Auch im neuen Band geht es beispielsweise um widersprüchliche Erwartungen an Frauen. Schon früher sollten sie besonders schön sein - aber möglichst nichts dafür tun müssen. Aufbrezeln galt mitunter als verpönt. Sie beschreibt auch, wie sich Menschen von sich selbst entfremden können, wenn sie in sozialen Medien ein besonders konstruiertes Bild von sich zeigen.

Ein interessanter Gedanke: Wenn Menschen nun vermeintlich unperfekte Fotos veröffentlichen, von speckigen Bäuchen und Schwangerschaftsstreifen etwa, ist das nicht auch nur Vermarktung?
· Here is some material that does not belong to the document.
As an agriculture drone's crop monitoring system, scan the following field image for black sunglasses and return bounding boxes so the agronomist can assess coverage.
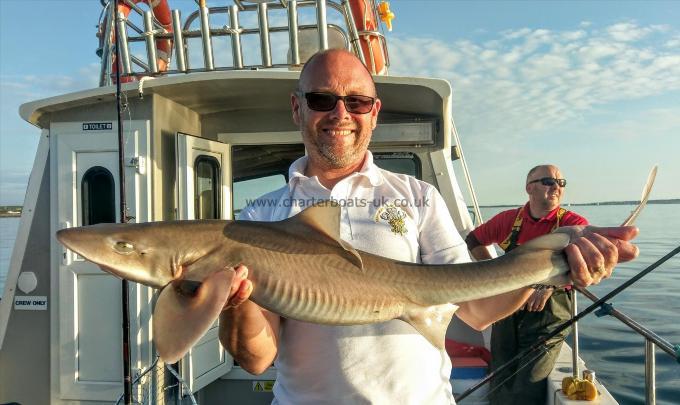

Sehr lesenswert jedenfalls ist das Kapitel über Schneewittchens Stiefmutter. Strömquist erklärt darin nicht nur, warum Stiefmütter oft die Bösen sein müssen (vermutlich, weil wir es nicht ertragen, an unseren eigenen Müttern auch die schädlichen Seiten zu sehen). Sie bringt auch ein gewisses Mitgefühl für die Märchenfigur auf - schließlich zeigten viele Untersuchungen, dass Frauen in erheblich höherem Maße nach ihrem Aussehen beurteilt würden als Männer.